Do you turn on your computer, open your browser, then scratch your head and wonder, "Hmm? what I should look for today?"
I'll bet you dollars to donuts you've got specific goals in mind when you surf the 'Net.
Imagine for a moment that you gained a couple pounds over Thanksgiving. You're concerned that the fast-approaching Christmas feast, may have you wearing a mumu on Maui this January.
There's no way you're going to let that happen, so you decide to research treadmills on the 'Net. Naturally, you start at Google.com, and type in 'treadmills'. You click on a link that reads 'Treadmill Buyers Guide - Unbeatable Low Prices & Expert Info, Buy Direct and Save 40% - 45%'.
Would it frustrate you to land on a page that has no information about treadmills, and no obvious way to get to that information?
What about when you have to click on several links?
First you click on 'Sports', then 'Running', then back up when you don't see 'Treadmills' under 'Running'. Finally after 10 clicks you find the 'Treadmill' page listed under 'Fitness Equipment', which for some reason has different stuff than 'Sports Equipment'. There are 3 treadmills listed on the page, so back you go to Google.
Fortunately, searching at Google gives much better results than depicted above.
Indeed, when searching for 'treadmills' at Google, the first page of search engine results all go to pages specifically about treadmills. Nearly all the natural and sponsored listings belong to sites that sell just treadmills, or are sports equipment sites.
So why is it that many newbie webmasters think that building an all-purpose super mall, that sells everything and anything, will bring them fame and fortune, and save them the work of having to build multiple sites?
The answer to that question is beyond me. Those sites just don't get found, unless their name is Yahoo!, Epinions, ConsumerSearch or About.com. And if a site doesn't get found, it certainly doesn't get famous.
As for saving time by building only one site - what a pipe dream! Building a 1-stop shopping directory site with universal appeal and umpteen hundred categories, requires umpteen hundred pages. That takes time - lots and LOTS of time? unless you've got a Yahoo!-sized staff and advertising budget.
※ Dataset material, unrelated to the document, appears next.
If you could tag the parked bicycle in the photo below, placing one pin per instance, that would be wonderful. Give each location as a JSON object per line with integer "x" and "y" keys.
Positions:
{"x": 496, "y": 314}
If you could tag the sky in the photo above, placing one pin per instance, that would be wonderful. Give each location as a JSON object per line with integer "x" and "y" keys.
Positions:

Lacking that type of investment, your best bet is to focus on a single theme. A five-to-ten page site that is easy-to-navigate with excellent reviews and information beats out a willy-nilly mall site every day of the week.
So put yourself in your customers' (running) shoes, and give them treadmills when they want treadmills.
Article by Rosalind Gardner, author of the best-selling "Super Affiliate Handbook: How I Made $436,797 in One Year Selling Other People's Stuff Online". To learn how you too can suceed in Internet and affiliate marketing, go to: http://NetProfitsToday.com.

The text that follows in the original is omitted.